Prove that there is an even number of faces whose vertices get all three labels in a graph that is triangular Consider a planar drawing of a graph all whose faces, including the
outer one, are triangular (i.e., have 3 vertices). To each vertex, we arbitrarily assign one of the labels 1,2,3. Prove that there is an even number of faces whose vertices get all three labels.
I'm trying to prove the above and I got very close with my intuition but I'm not yet there. This is what I did:

I assigned odd degree with having all the three vertices. The red one is the only one that has all of them and the outer one i guess. We know that it can't only be the red one because by handshake lemma we know that the number of vertices with an odd degree is even but is this a good proof?
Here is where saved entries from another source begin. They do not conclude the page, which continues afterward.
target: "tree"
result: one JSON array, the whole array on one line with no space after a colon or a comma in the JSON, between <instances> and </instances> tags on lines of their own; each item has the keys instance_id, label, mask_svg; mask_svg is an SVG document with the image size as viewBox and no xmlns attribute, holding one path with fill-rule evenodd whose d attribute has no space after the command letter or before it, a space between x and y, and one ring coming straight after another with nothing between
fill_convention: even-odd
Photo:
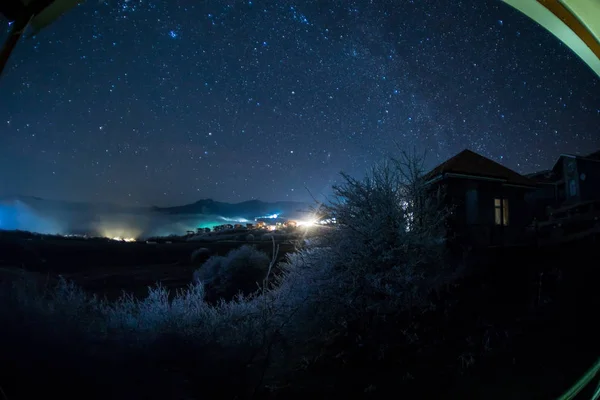
<instances>
[{"instance_id":1,"label":"tree","mask_svg":"<svg viewBox=\"0 0 600 400\"><path fill-rule=\"evenodd\" d=\"M363 179L343 173L324 206L336 224L322 245L336 253L336 280L362 310L411 308L454 275L443 245L450 210L425 182L424 160L401 151Z\"/></svg>"},{"instance_id":2,"label":"tree","mask_svg":"<svg viewBox=\"0 0 600 400\"><path fill-rule=\"evenodd\" d=\"M215 255L194 272L194 281L205 287L206 299L231 300L238 293L249 295L259 288L269 271L271 259L255 247L243 245L226 256Z\"/></svg>"}]
</instances>

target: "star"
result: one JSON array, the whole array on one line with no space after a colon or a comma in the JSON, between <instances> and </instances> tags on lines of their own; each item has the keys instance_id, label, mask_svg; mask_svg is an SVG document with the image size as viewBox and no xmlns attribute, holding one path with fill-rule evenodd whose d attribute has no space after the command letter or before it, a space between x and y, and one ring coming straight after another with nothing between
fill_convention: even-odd
<instances>
[{"instance_id":1,"label":"star","mask_svg":"<svg viewBox=\"0 0 600 400\"><path fill-rule=\"evenodd\" d=\"M390 143L521 173L600 148L599 79L493 0L85 2L17 49L0 196L312 201L290 188L328 195Z\"/></svg>"}]
</instances>

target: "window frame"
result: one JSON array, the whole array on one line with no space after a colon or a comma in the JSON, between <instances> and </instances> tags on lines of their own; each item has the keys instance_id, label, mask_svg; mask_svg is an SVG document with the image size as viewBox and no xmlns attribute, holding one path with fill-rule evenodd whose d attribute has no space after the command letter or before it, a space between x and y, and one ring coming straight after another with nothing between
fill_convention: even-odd
<instances>
[{"instance_id":1,"label":"window frame","mask_svg":"<svg viewBox=\"0 0 600 400\"><path fill-rule=\"evenodd\" d=\"M508 199L504 197L494 198L494 225L508 226L510 224L510 208Z\"/></svg>"}]
</instances>

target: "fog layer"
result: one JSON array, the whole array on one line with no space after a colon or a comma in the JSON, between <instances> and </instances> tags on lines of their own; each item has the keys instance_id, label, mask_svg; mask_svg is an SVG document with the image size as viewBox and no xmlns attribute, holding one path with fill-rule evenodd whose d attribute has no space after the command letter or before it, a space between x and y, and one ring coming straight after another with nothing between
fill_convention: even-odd
<instances>
[{"instance_id":1,"label":"fog layer","mask_svg":"<svg viewBox=\"0 0 600 400\"><path fill-rule=\"evenodd\" d=\"M169 215L150 208L37 203L0 201L0 229L143 239L184 235L196 228L247 221L218 215Z\"/></svg>"}]
</instances>

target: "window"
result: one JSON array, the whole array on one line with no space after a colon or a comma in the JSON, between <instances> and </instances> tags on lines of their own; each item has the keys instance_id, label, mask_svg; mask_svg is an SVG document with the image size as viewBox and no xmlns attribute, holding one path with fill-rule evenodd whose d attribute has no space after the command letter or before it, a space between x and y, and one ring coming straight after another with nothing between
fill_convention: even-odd
<instances>
[{"instance_id":1,"label":"window","mask_svg":"<svg viewBox=\"0 0 600 400\"><path fill-rule=\"evenodd\" d=\"M575 179L569 181L569 193L571 197L577 196L577 182L575 182Z\"/></svg>"},{"instance_id":2,"label":"window","mask_svg":"<svg viewBox=\"0 0 600 400\"><path fill-rule=\"evenodd\" d=\"M496 225L508 225L508 199L494 199L494 221Z\"/></svg>"}]
</instances>

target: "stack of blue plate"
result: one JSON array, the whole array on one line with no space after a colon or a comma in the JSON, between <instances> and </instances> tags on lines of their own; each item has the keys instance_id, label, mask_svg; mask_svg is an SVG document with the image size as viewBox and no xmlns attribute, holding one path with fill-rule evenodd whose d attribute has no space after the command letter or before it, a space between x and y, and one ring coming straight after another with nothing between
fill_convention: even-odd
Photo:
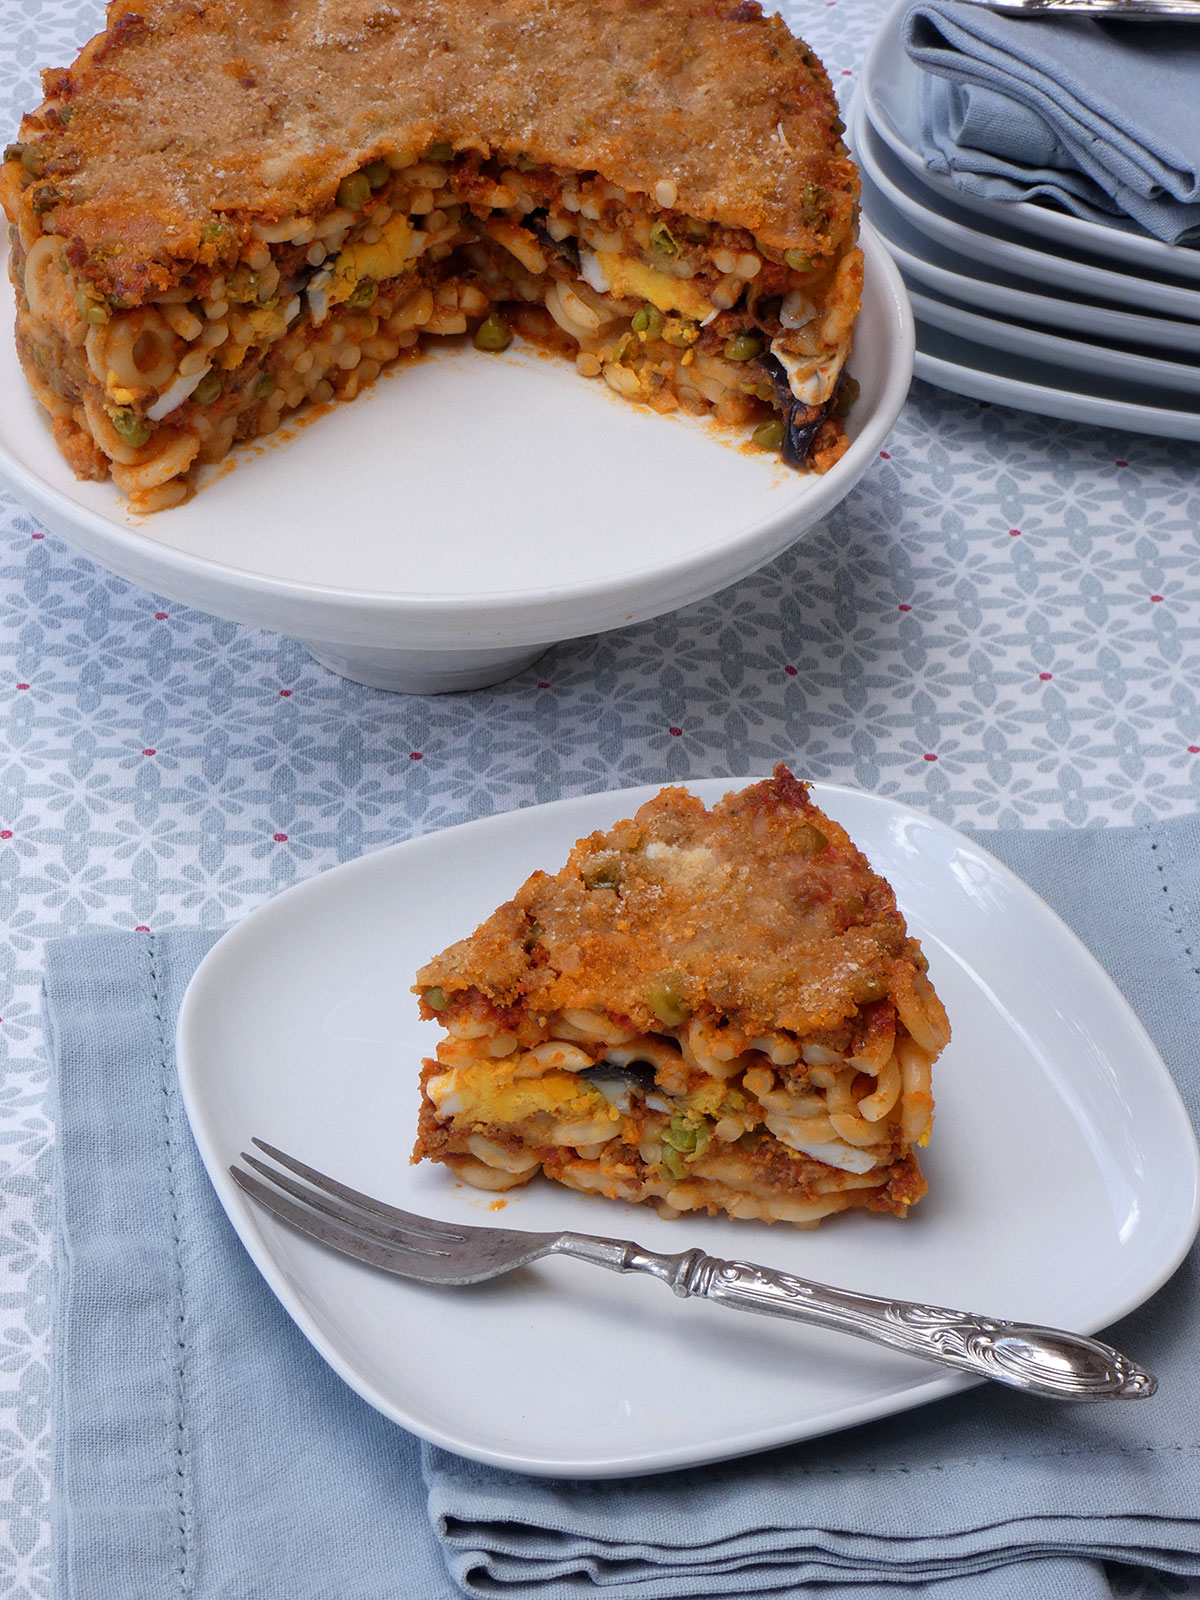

And can I assign stuff like I did?
 A: You are on the right track.
First, in your example the outer face is not triangular. 
Second, you cannot just assign odd degrees, what you should do, is to define a graph in such a way that the right vertices will have odd degrees.
So let's define a (multi)graph $G'$ that will have faces of $G$ as vertices, and there will be an edge between two vertices $f_1$ and $f_2$ of $G'$ (i.e., faces of $G$) when:


*

*Faces $f_1$ and $f_2$ share an edge in $G$.

*Labels on the endpoints of the shared edge in $G$ are different.


Technically we should make $G'$ a multigraph, because two faces can share more than one edge. With such a definition, indeed the vertices of $G'$ (which are faces of $G$) have an odd degree if and only if all three labels different (degree zero if there is only one unique labels and degree two if there are two unique labels).
Finally, if you are uncomfortable using faces of $G$ as vertices of $G'$, you can map them to numbers, that is, if $G$ has $F \in \mathbb{N}$ faces, then we will number them arbitrarily as $f_1, f_2, \ldots, f_{F}$ and then construct graph $G'$ on the set $\{1, 2, \ldots, F\}$. In this way there is a one-to-one correspondence between the vertices of $G'$ and faces of $G$ and so the whole reasoning works just as well. See also the definition of a dual graph (e.g., $G'$ is a subgraph of the dual of $G$).
I hope this helps $\ddot\smile$